第5章 マテールの遺跡
「いった…」
どうやら落ちた先が砂でクッションになってくれたようだ。
それにどこからか綺麗な歌声が聞こえていた。
「あんな殿っ!?」
「…トマさん!」
突然名前を呼ばれ振り返ると、そこは探索部隊のトマさんと倒れている神田とアレンの姿があった。
「神田!アレン!」
急いで二人の元へと駆け寄る。
二人とも息はしている。ただ怪我の具合が酷い。
その姿に思わず泣きそうになるが、グッとこらえる。
「先ほどAKUMAとの戦闘でやられた傷です。
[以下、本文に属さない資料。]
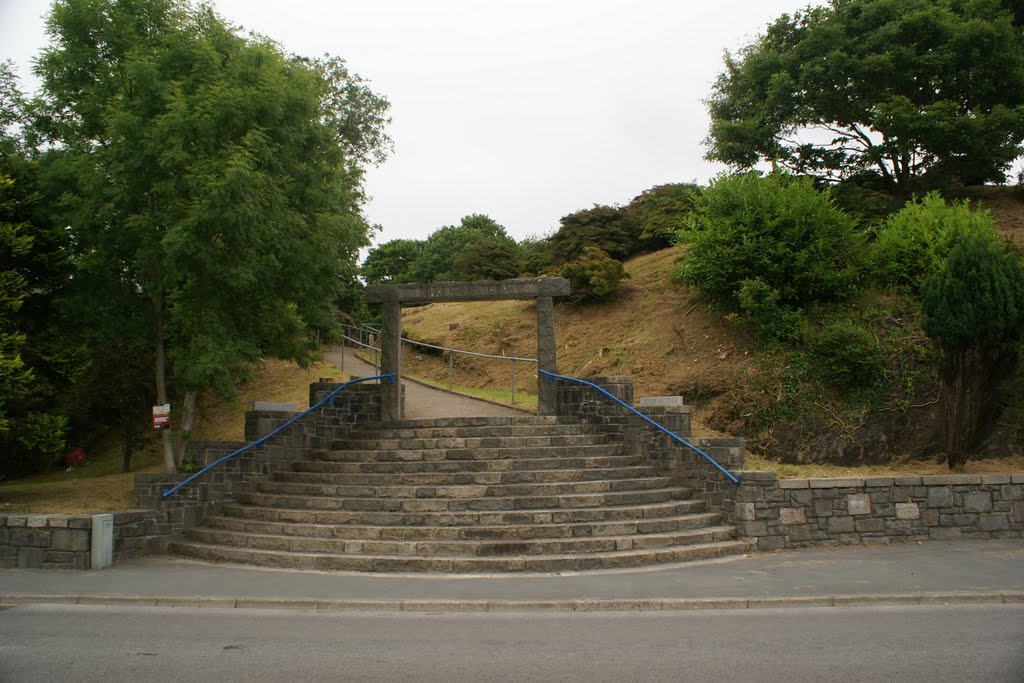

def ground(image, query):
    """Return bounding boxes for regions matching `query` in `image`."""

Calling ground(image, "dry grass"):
[0,359,345,514]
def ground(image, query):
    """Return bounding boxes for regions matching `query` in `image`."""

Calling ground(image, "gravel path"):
[327,346,529,420]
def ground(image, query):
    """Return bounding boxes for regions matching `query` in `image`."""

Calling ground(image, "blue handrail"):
[160,373,394,498]
[538,370,740,486]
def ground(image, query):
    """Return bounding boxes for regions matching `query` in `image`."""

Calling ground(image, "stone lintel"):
[367,278,569,303]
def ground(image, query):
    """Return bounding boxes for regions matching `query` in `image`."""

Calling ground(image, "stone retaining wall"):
[731,472,1024,550]
[0,510,172,569]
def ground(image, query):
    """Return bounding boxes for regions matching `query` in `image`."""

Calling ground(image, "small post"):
[89,513,114,569]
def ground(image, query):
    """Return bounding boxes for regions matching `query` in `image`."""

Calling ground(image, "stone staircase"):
[170,417,748,572]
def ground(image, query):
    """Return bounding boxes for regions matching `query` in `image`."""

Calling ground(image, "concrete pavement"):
[0,540,1024,611]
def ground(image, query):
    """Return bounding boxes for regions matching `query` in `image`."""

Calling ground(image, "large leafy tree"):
[708,0,1024,195]
[37,0,387,468]
[409,214,515,283]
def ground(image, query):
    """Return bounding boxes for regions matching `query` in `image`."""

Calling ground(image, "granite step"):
[203,512,722,541]
[273,465,658,486]
[221,500,706,527]
[315,443,624,463]
[256,476,672,500]
[163,540,748,573]
[292,456,649,474]
[238,487,689,512]
[180,526,735,557]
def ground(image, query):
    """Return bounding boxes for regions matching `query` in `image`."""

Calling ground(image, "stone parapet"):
[732,472,1024,550]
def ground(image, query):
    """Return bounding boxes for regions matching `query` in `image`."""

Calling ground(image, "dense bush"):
[558,247,630,300]
[455,240,522,281]
[870,193,994,290]
[737,279,804,343]
[811,321,885,391]
[921,231,1024,469]
[677,173,858,308]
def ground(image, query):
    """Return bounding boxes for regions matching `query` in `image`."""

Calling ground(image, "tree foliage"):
[410,214,507,283]
[922,232,1024,469]
[558,246,630,301]
[548,205,637,264]
[36,0,387,466]
[455,240,522,281]
[677,173,858,309]
[870,193,993,290]
[708,0,1024,195]
[359,240,423,285]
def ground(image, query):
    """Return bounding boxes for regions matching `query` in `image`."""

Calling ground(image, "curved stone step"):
[273,465,658,486]
[331,434,608,451]
[221,500,706,527]
[169,541,748,573]
[238,487,689,512]
[180,526,735,558]
[315,443,624,463]
[204,512,722,541]
[256,476,672,500]
[292,456,649,474]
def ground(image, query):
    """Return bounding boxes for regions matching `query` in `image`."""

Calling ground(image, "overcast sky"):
[0,0,820,243]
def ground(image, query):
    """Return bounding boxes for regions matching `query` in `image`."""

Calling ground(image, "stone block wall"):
[0,510,178,569]
[732,472,1024,550]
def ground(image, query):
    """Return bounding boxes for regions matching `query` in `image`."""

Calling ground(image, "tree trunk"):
[174,391,196,463]
[153,286,177,472]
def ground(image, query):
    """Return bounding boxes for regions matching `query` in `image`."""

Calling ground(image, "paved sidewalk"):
[0,540,1024,611]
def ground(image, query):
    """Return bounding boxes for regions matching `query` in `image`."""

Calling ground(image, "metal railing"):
[342,325,537,403]
[538,370,740,486]
[160,373,395,499]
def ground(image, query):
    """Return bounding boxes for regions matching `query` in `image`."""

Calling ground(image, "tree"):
[922,230,1024,469]
[410,214,515,283]
[626,182,700,250]
[676,172,857,309]
[37,0,387,469]
[359,240,423,285]
[455,240,522,281]
[0,63,83,476]
[708,0,1024,196]
[548,205,638,264]
[558,245,630,301]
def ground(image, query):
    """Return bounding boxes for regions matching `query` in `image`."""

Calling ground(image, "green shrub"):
[811,321,886,391]
[559,247,630,301]
[676,173,858,308]
[870,193,995,290]
[737,280,804,343]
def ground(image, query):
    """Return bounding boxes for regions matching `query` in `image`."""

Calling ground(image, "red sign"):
[153,403,171,429]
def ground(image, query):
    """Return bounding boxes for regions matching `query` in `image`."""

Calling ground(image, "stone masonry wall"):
[0,510,171,569]
[732,472,1024,550]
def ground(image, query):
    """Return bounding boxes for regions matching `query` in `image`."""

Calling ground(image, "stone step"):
[180,526,735,557]
[169,541,748,573]
[256,476,672,500]
[339,424,604,440]
[238,487,689,512]
[221,500,706,527]
[292,456,650,475]
[331,434,609,451]
[315,443,623,463]
[204,512,721,541]
[273,465,658,486]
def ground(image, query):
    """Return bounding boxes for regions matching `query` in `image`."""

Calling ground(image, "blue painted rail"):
[538,370,740,486]
[160,373,394,499]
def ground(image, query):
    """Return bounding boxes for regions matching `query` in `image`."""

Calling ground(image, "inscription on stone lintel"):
[367,278,569,303]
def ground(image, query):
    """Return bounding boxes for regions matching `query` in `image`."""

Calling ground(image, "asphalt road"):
[0,605,1024,683]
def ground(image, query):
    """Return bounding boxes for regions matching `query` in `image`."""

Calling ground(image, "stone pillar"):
[381,301,401,422]
[537,297,558,415]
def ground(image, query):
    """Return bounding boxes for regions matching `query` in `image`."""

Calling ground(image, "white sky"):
[0,0,820,244]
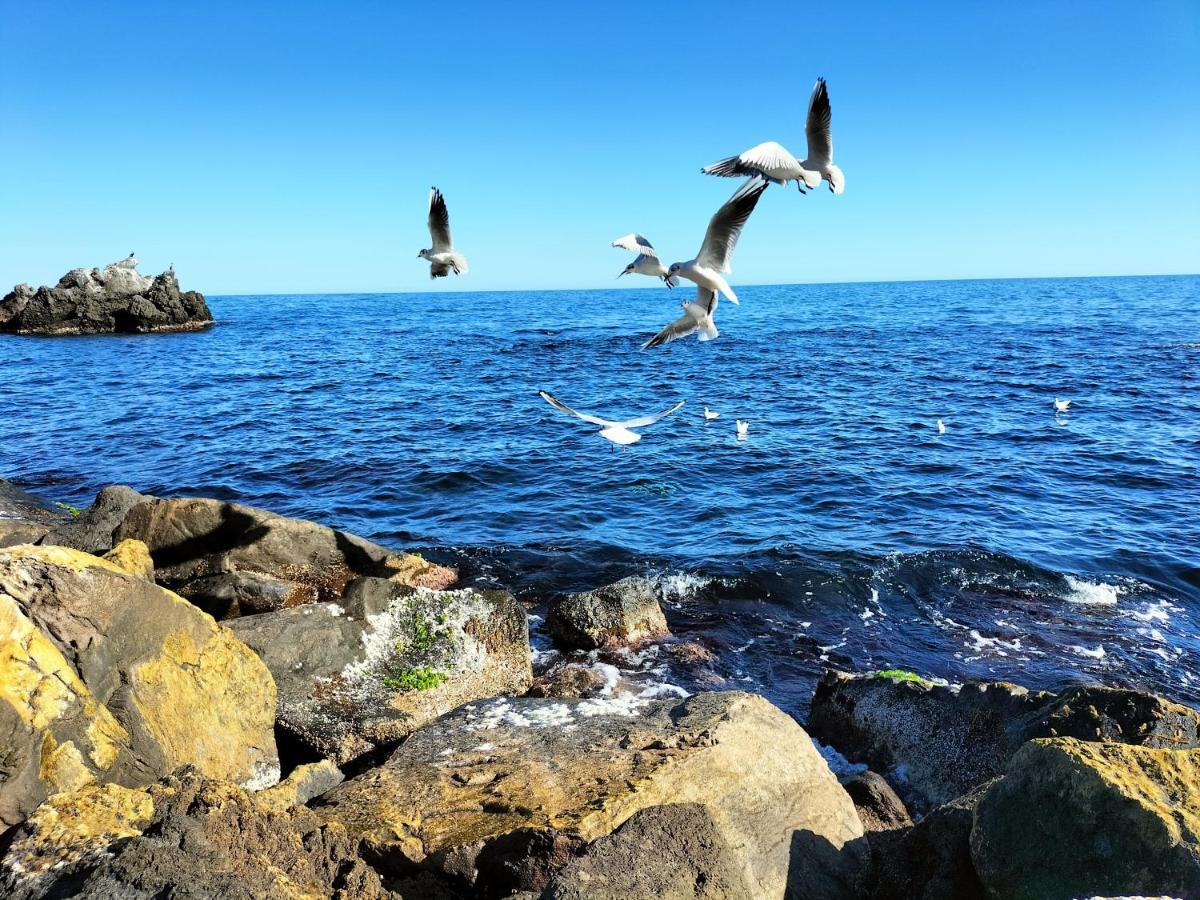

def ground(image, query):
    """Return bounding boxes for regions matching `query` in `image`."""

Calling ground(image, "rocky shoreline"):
[0,480,1200,900]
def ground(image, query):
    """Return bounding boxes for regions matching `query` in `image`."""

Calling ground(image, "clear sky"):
[0,0,1200,294]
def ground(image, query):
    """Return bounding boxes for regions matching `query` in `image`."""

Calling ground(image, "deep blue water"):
[0,277,1200,710]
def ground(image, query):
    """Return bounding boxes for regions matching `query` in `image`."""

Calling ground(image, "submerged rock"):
[316,692,865,898]
[229,577,533,763]
[0,769,401,900]
[0,265,212,335]
[971,738,1200,900]
[809,672,1200,812]
[0,546,278,824]
[546,577,671,650]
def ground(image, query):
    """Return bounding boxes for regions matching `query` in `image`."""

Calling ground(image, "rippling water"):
[0,277,1200,710]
AKUMAは破壊しイノセンスもあちらにあります」
そう言ってトマさんが指を刺した方向には綺麗な歌声で歌う人形がいた。
「じゃあ回収してすぐに二人を病院へ」
「待って、ください…」
「アレン!気が付いたんだね。今病院に連れてってあげるから」
「僕は、大丈夫です。それよりも神田を」
「うん。待ってて。今イノセンスを取ってくるから。だから…手を離してアレン?」
早く二人を病院に連れて行きたい。それなのにアレンは私の手を離そうとしないのだ。
「あんな殿、実は…」
言いづらそうにトマが切り出す。
そしてここまでの事を話してくれたのだ。
どうやらそこで歌っている人形とその傍らに倒れている人と約束をしたそうだ。
その人が人形を壊すと。
あの人形はきっとそう長くは持たないだろう。
それなら少しばかり願いを聞いてあげてもいいのでは?そう思った。
「じゃあトマさんは神田を病院までお願い。そしたら今度はアレンを運んでくれる?私がここでイノセンスを見てるから」
「分かりました。ウォーカー殿すみませんが少し待っていて下さい」
トマは急いで神田を病院へと連れて行った。
「ごめんね、アレン痛む?」
「…少しだけ」
「もう少し待っててね。寝てていいよ」
「いえ、そういうわけには…」
アレンは責任を感じているのだろう。
傷ついた左腕をギュッと掴みながら下をうつむいている。